Recent economic history provides a salutary lesson to Scotland and independence supporters. It illustrates the power of having your own currency, the severe handicap of not having it and how, even with it, your policy can either magnify unfairness in a society or potentially radically reduce it.
Quantitative Easing (QE) is the buying of bonds by the Central Bank: it allows the interest rate on those bonds to drop and, theoretically, lower interest rates keep more cash in households’ pockets; and it empowers Banks to purchase assets from banks, pension funds and other investors, freeing cash for them to acquire other investments which will give them a higher return than the bonds they had.
And this is what the Bank of England and other central banks did from 2008 onwards – thanks to having their own currency, created with a few taps on the Bank keyboard. They lowered interest rates giving borrowers some relief in areas like their mortgages and combined this with buying assets from distressed banks that were on the verge of collapse. (After having recapitalised them with billions of pounds of taxpayer money.) The banks suddenly had tens of billions to spend which was the plan: sure enough, they spent it.

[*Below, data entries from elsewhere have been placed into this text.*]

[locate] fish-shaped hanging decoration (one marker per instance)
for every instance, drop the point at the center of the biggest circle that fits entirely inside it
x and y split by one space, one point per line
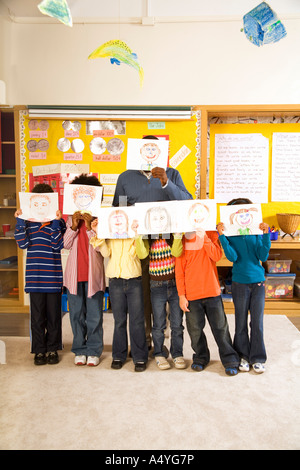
262 26
119 52
57 9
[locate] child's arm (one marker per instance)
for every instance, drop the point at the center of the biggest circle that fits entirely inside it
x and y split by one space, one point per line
212 246
20 234
177 246
230 253
141 245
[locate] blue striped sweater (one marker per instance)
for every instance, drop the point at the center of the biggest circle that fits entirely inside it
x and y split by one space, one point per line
43 264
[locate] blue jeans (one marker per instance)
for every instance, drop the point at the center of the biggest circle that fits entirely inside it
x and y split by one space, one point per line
249 297
126 296
161 293
86 317
213 309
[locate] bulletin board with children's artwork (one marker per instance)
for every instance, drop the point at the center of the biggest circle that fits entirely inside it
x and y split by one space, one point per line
53 151
259 161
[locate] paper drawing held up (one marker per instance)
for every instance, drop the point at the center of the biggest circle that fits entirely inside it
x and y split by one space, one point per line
38 207
81 197
119 52
57 9
262 26
243 219
147 154
115 222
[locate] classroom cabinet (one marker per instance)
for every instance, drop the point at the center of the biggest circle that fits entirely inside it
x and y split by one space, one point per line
11 295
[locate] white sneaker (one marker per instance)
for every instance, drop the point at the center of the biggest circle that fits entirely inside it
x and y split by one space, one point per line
179 362
93 361
80 360
244 365
162 362
259 368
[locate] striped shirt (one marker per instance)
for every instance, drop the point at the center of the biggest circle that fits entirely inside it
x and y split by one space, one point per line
96 276
43 263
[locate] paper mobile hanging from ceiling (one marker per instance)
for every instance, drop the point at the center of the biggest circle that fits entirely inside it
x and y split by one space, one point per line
262 26
57 9
119 52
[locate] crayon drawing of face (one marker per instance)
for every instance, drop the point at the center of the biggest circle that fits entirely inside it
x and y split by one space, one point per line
83 197
118 224
243 218
198 214
39 207
150 153
157 220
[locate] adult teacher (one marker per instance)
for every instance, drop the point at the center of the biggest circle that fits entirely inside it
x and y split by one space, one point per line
149 186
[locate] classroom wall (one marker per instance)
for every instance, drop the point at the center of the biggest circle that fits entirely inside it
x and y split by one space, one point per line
208 62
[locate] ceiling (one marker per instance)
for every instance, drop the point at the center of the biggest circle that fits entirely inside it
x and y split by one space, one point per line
88 10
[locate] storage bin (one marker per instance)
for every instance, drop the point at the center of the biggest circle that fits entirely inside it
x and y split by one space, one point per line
297 287
279 286
278 266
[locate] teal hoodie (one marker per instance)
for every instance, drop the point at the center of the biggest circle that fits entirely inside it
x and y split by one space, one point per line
246 253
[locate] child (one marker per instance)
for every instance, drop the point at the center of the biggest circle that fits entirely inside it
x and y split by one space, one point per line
126 295
43 280
85 282
199 293
248 291
162 252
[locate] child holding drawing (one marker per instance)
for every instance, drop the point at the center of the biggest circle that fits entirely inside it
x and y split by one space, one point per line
44 279
126 295
85 282
162 251
248 291
200 296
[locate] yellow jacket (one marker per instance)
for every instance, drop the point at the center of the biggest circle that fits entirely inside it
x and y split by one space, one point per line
123 261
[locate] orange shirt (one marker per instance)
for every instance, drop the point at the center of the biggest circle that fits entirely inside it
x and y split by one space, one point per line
196 271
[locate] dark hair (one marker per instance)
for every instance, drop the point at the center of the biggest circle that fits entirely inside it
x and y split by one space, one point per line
241 200
89 180
42 188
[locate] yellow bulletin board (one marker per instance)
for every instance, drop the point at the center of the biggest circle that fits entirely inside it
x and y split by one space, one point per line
270 209
182 136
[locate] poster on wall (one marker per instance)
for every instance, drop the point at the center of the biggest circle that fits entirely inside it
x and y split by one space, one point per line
241 167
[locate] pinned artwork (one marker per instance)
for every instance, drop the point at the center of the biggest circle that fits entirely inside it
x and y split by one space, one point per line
38 207
115 222
145 154
58 9
119 52
262 26
83 198
243 219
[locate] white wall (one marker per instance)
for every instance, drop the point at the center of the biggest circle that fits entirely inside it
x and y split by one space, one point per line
208 62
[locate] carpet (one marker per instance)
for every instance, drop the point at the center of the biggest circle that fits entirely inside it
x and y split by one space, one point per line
64 407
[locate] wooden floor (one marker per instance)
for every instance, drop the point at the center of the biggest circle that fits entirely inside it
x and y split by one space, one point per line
17 324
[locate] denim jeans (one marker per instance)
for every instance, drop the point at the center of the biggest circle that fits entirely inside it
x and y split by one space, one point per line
213 309
249 297
126 296
161 293
86 317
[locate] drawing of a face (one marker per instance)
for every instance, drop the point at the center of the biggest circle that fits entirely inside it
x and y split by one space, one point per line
118 224
39 205
157 220
83 197
198 214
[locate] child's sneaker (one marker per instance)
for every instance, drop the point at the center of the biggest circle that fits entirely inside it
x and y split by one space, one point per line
80 360
179 362
231 370
244 366
259 368
93 361
162 362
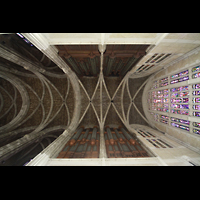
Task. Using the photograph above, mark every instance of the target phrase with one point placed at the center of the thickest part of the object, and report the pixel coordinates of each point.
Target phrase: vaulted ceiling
(84, 60)
(50, 94)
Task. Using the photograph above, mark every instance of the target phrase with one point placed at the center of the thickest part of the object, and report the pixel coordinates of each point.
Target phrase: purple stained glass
(174, 76)
(195, 69)
(182, 94)
(182, 112)
(174, 81)
(196, 92)
(174, 95)
(196, 75)
(197, 114)
(164, 79)
(196, 107)
(182, 88)
(196, 86)
(184, 121)
(185, 100)
(184, 106)
(196, 124)
(196, 100)
(196, 131)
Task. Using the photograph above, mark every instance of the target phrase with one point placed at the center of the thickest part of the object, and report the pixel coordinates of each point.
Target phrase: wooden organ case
(120, 144)
(83, 144)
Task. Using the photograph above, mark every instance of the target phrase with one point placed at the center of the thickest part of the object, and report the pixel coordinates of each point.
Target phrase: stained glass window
(182, 112)
(196, 124)
(178, 98)
(196, 131)
(196, 75)
(182, 88)
(196, 86)
(195, 93)
(197, 114)
(187, 122)
(180, 80)
(180, 126)
(195, 69)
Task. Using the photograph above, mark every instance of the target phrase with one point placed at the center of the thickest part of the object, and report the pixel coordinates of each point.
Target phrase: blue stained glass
(196, 131)
(196, 86)
(196, 114)
(196, 124)
(196, 107)
(196, 92)
(195, 69)
(196, 75)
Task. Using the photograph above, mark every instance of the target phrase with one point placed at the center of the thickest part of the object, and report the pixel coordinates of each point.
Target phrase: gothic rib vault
(50, 101)
(63, 100)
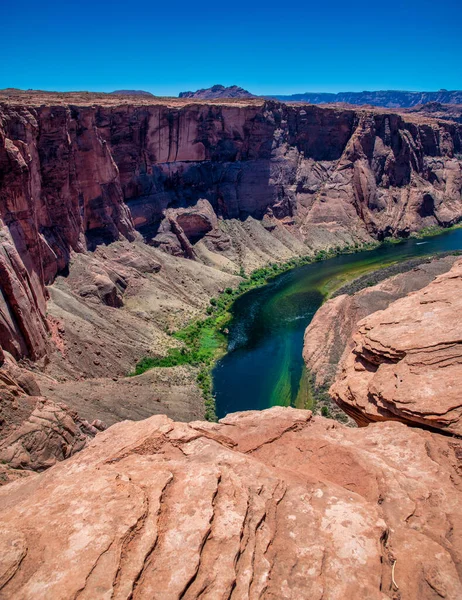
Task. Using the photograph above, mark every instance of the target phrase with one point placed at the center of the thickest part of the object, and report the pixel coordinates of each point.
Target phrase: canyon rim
(126, 218)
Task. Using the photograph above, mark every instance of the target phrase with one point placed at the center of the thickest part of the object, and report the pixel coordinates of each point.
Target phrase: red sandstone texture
(35, 432)
(273, 504)
(328, 337)
(75, 174)
(406, 361)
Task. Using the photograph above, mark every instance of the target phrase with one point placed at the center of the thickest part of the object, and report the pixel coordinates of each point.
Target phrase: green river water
(263, 366)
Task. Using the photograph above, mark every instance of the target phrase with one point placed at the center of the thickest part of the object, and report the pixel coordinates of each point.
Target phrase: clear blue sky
(284, 47)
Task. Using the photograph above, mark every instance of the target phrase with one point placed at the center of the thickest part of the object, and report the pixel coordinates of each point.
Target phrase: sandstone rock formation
(389, 98)
(406, 361)
(272, 504)
(77, 171)
(328, 337)
(218, 91)
(35, 432)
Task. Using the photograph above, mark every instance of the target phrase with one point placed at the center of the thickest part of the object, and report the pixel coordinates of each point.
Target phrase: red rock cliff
(73, 176)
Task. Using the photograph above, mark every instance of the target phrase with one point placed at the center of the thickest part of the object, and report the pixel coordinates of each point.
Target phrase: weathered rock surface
(271, 504)
(50, 434)
(328, 336)
(406, 361)
(218, 91)
(77, 171)
(35, 433)
(390, 98)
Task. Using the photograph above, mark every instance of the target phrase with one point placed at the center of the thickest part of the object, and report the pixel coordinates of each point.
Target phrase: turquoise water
(263, 366)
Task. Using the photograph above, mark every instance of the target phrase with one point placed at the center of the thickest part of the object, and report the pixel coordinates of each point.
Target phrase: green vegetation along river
(263, 366)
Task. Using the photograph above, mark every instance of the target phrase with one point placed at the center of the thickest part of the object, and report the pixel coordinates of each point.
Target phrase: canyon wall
(191, 175)
(404, 363)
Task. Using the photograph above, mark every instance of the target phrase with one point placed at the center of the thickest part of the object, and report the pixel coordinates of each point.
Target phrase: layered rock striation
(272, 504)
(406, 361)
(212, 182)
(328, 338)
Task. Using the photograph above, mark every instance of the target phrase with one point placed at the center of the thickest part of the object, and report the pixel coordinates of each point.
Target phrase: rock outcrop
(35, 432)
(389, 98)
(328, 337)
(215, 182)
(272, 504)
(406, 361)
(218, 91)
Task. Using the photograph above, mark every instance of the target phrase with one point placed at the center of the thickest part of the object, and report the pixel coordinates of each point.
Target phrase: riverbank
(204, 341)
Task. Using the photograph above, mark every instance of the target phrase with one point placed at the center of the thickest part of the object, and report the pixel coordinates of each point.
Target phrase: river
(263, 366)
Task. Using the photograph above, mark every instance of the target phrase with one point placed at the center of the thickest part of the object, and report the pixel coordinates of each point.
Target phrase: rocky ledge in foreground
(406, 361)
(272, 504)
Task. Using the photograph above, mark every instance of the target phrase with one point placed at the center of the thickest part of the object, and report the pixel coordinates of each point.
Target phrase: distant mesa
(218, 91)
(132, 93)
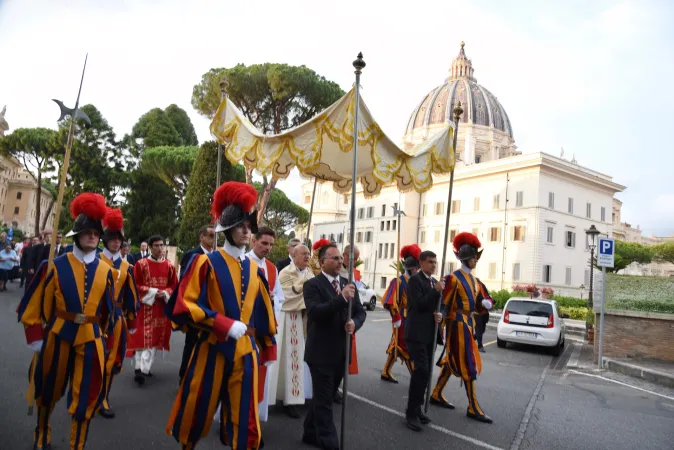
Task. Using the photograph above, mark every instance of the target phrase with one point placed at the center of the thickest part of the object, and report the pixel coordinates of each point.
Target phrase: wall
(636, 335)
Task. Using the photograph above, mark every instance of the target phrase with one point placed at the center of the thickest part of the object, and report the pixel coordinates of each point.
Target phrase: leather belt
(77, 318)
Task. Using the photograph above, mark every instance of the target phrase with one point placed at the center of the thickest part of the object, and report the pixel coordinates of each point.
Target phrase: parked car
(532, 322)
(367, 296)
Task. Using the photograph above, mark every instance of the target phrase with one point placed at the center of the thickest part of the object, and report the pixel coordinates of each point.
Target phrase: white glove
(237, 330)
(36, 346)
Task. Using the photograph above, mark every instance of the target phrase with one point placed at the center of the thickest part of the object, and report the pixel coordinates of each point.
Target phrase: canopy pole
(311, 214)
(218, 174)
(457, 115)
(358, 64)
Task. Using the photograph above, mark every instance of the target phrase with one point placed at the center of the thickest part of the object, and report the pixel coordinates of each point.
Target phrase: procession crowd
(256, 333)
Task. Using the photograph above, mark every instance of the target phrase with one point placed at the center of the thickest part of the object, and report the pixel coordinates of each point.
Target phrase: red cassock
(154, 328)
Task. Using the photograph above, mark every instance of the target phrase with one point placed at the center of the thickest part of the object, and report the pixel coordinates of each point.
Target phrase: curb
(654, 376)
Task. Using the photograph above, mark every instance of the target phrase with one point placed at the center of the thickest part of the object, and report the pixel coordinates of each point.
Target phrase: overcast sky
(594, 77)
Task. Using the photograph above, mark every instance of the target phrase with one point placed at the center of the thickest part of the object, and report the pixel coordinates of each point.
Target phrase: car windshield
(525, 308)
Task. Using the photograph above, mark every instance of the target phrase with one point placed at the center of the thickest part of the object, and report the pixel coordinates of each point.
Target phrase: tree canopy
(274, 97)
(35, 149)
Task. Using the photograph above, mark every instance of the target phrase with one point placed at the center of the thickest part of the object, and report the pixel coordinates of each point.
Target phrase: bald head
(301, 256)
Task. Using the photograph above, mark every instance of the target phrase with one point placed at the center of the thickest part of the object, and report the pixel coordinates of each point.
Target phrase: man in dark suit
(206, 237)
(327, 298)
(285, 262)
(143, 253)
(423, 295)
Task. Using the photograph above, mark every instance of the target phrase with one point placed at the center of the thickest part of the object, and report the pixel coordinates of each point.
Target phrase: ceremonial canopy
(322, 148)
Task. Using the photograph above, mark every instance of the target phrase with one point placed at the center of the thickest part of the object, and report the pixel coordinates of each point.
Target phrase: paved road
(535, 403)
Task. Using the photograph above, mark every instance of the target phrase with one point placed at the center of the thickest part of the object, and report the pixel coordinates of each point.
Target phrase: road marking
(519, 437)
(622, 384)
(432, 426)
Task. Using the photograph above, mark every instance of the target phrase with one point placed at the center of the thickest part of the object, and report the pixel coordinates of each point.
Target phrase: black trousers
(319, 425)
(421, 355)
(191, 338)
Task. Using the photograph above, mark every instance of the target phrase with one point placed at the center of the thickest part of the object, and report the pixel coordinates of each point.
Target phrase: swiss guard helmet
(466, 246)
(234, 203)
(114, 225)
(88, 210)
(410, 255)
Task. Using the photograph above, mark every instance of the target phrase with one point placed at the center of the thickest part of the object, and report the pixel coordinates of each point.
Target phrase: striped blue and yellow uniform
(126, 307)
(217, 290)
(395, 301)
(67, 305)
(461, 299)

HSBC chief economist, Stephen King, after the dust had settled, commented that QE had ‘unfortunate distributional consequences’. It did. All of them obvious and foreseeable. By purchasing distressed assets, and taking low yield bonds from them, investors now had money to burn. Searching for higher returns and assets that would inflate, they plunged money into the stock market, housing, commodities, fine art, wine and more. The effect was the inflation of prices in these markets benefiting the investors and another class of people: the already wealthy.
Manifestly unfair, many would claim. The flawed theory was that the wealthy would acquire shares and bonds in companies, allowing them to spend, hire people and boost the economy. It worked to a certain extent. Some people saw the stock market boom and felt confident enough to spend money, some companies expanded, but a lot of money went into assets that would create little employment, such as houses, and a sizable amount of money went abroad where returns were larger, not benefitting struggling workers here. Nor did re-capitalised banks lend as much as they could have which saw many companies go to the wall.
In terms of the UK, the recession was not as deep as it might have been, yet it still did not prevent almost ten years of Austerity and a greater dislocation between economic groups in society than even under Thatcherism.
It could have all been so different. In 2008, as now, the economic challenge was two-fold: people were in debt that they did not have the money to service and banks held debt that they could not get repaid. Really, two sides of the same coin. The government’s solution then was dependent on whether the billions at the top of the champagne-finance pyramid trickled down to their glass at the bottom.
However, if the Bank of England had treated every taxpayer as ‘distressed’, they could have, as the Australian government did through tax refunds, issued a set amount directly into the bank accounts of ordinary people. This policy directed money to the economic actors that needed it ‘on the ground’. Borrowers could reduce debt, banks’ bad loans would transform into good loans or be repaid, and spending would return to the economy. To use an analogy, instead of pouring a massive bucket of water into the middle of the field hoping it waters the field, distributing money to individuals in all sectors of the economy is like using an irrigation system to ensure all areas of the field are properly quenched.
Even the most selfish and avaricious financier would have to admit that increased spending and recapitalisation of the banks by means of people’s debt being relieved, by themselves, would have benefitted them too. Therefore, for all the people that slowly descended into poverty, for all the businesses that slowly ground to a halt, for all the families that broke down under the stress of straitened circumstances, the decision to deny them anything but pot luck and to enrich the already prosperous is a needless and wanton tragedy.
It is never too late to make matters better. Scotland, independent with its own currency, can use ‘QE for The People’ in two different forms: it can be injected into people’s pockets to boost short term spending (and relieve their debts, if they have any) and it can be used as a jobs creation method: investing in infrastructure, training and new technologies (putting more money into local economies and benefiting business).
A Scottish currency is the fulcrum of this policy, alongside an understanding that money put into the foundation of the economy bails out everyone.